Harold Jones was sent to complete Royal Navy training in 1945 and never picked up his Cardiff University award.
Now a grandfather of eight, he returned on Monday to graduate formally with students more than 60 years his junior.
"It's exciting even after all these years to finally get my degree," said Brecon-born Mr Jones.
"It's a big thrill - I'm probably the oldest by 40 or 50 years but that is relatively unimportant. It's just nice to be here back in Cardiff."
Despite missing graduation Mr Jones, who now lives in Madrid, went on to a successful engineering career, working in his native Wales - in Pembroke - as well as the Middle East, London, the Netherlands and South Africa.
He started his studies in the city in 1942 when he was a student at Howard Gardens Sixth Form, and his mother then enrolled him on a mechanical engineering course.
"We never really discussed it," he said.
"Some people did it to avoid getting called up, so that might have been my mother's motivation.
"People on the course had an added incentive to make sure they passed their exams, because if you didn't you were handed a rifle and told, 'Right, go and get some Germans'.
"There were originally 15 people on the course to begin with but only five finished their studies.

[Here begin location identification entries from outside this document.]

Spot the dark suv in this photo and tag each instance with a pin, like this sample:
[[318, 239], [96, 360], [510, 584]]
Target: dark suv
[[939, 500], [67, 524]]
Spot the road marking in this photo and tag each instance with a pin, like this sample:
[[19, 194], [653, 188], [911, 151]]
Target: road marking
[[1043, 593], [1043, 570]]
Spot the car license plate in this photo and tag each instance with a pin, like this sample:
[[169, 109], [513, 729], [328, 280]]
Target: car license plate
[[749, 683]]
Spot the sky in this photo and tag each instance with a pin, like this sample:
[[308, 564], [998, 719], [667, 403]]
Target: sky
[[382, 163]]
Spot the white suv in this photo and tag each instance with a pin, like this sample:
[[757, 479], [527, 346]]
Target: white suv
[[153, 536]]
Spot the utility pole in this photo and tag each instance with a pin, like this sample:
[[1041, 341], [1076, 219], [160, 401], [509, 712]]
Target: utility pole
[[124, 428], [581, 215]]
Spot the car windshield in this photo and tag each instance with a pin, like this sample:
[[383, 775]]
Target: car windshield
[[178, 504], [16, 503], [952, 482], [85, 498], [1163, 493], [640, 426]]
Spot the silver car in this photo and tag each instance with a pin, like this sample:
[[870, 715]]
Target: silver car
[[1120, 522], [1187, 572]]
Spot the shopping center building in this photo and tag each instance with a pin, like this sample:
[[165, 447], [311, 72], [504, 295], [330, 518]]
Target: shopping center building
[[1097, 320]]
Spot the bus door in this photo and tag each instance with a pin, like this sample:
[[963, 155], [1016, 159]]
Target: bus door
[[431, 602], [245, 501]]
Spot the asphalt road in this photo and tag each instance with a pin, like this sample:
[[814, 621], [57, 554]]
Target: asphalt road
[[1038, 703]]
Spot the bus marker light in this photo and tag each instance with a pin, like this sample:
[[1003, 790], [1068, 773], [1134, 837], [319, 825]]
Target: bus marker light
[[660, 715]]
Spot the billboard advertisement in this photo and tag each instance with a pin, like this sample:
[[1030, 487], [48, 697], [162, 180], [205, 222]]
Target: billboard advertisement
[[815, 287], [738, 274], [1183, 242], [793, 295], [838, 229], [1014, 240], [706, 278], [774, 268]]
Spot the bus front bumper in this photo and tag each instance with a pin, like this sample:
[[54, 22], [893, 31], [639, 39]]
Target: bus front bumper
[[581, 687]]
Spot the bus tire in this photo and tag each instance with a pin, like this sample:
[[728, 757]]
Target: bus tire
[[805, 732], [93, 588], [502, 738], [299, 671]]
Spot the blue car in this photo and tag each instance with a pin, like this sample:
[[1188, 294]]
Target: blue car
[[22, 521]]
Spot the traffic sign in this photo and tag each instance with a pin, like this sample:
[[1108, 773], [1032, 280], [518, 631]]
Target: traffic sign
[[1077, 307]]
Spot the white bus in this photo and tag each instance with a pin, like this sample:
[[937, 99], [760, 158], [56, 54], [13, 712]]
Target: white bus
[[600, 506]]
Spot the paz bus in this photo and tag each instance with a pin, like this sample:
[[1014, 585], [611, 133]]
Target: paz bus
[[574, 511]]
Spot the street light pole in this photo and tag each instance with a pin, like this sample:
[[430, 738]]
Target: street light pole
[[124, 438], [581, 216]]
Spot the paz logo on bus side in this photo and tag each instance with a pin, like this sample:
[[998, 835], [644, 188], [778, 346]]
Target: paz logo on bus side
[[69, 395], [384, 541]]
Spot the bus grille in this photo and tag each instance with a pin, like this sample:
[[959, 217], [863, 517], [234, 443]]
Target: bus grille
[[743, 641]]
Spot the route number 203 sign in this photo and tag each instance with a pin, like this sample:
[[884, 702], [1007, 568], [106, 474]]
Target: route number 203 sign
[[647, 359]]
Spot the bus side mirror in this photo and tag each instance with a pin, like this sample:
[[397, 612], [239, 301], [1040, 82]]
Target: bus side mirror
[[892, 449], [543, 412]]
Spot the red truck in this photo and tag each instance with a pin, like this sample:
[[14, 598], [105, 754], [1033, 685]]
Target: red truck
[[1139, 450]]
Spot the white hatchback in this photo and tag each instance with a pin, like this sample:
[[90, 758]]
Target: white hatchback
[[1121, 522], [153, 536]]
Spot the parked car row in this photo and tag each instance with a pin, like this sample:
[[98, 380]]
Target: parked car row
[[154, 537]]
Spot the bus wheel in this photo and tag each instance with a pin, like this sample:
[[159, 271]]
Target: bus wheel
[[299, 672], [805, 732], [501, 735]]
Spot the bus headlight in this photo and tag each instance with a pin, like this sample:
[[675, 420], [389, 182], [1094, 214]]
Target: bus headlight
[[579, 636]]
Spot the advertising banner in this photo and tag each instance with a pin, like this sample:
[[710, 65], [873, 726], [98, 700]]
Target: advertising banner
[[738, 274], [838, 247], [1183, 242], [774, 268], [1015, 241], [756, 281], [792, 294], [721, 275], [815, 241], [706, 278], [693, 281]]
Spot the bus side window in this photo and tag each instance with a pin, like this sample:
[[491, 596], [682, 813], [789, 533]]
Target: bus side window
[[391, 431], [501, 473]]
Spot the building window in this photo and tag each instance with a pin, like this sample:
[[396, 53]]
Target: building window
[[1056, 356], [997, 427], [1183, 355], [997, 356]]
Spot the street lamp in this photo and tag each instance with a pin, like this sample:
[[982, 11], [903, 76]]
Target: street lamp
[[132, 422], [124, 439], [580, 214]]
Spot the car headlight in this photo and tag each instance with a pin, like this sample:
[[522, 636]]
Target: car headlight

"But I never felt any pressure. There's probably more pressure on students nowadays, because you are not guaranteed a job when you come out of university."
Home Guard duties
While at university Mr Jones completed weekly fire-watching and Home Guard duties, which saw him staffing a radar plotting station to track incoming German bombers.
"We had the fire watch at night occasionally. I was also in the Home Guard manning a radar station plotting German bombers coming over," he told BBC Wales.
"If they went over the south coast and stayed around Southampton we were happy, but if they starting coming our way we had to get the rocket launchers ready.
"In 1950 I did get a letter from the university signed by the registrar saying I had passed the exams, otherwise I would be unsure whether I had passed or not. But no-one's ever questioned it."
Mr Jones also helped the war effort by making nuts and bolts for aircraft at a factory in Treforest, near Pontypridd.
Mr Jones described being in Cardiff during the war - which saw more than 500 people killed during air raids by the Luftwaffe - as pretty surreal.
"On one occasion a landmine cord was found in our garden," he said.
"Though despite the bombs and the chaos everybody took it in their stride. You just got on with things - you just had to."
In 1944, with a year of his studies remaining, Mr Jones travelled to London with three friends and was accepted to join the Royal Navy's Fleet Air Arm as a midshipman.
He reported for training in 1945 just as hostilities were coming to an end in the war.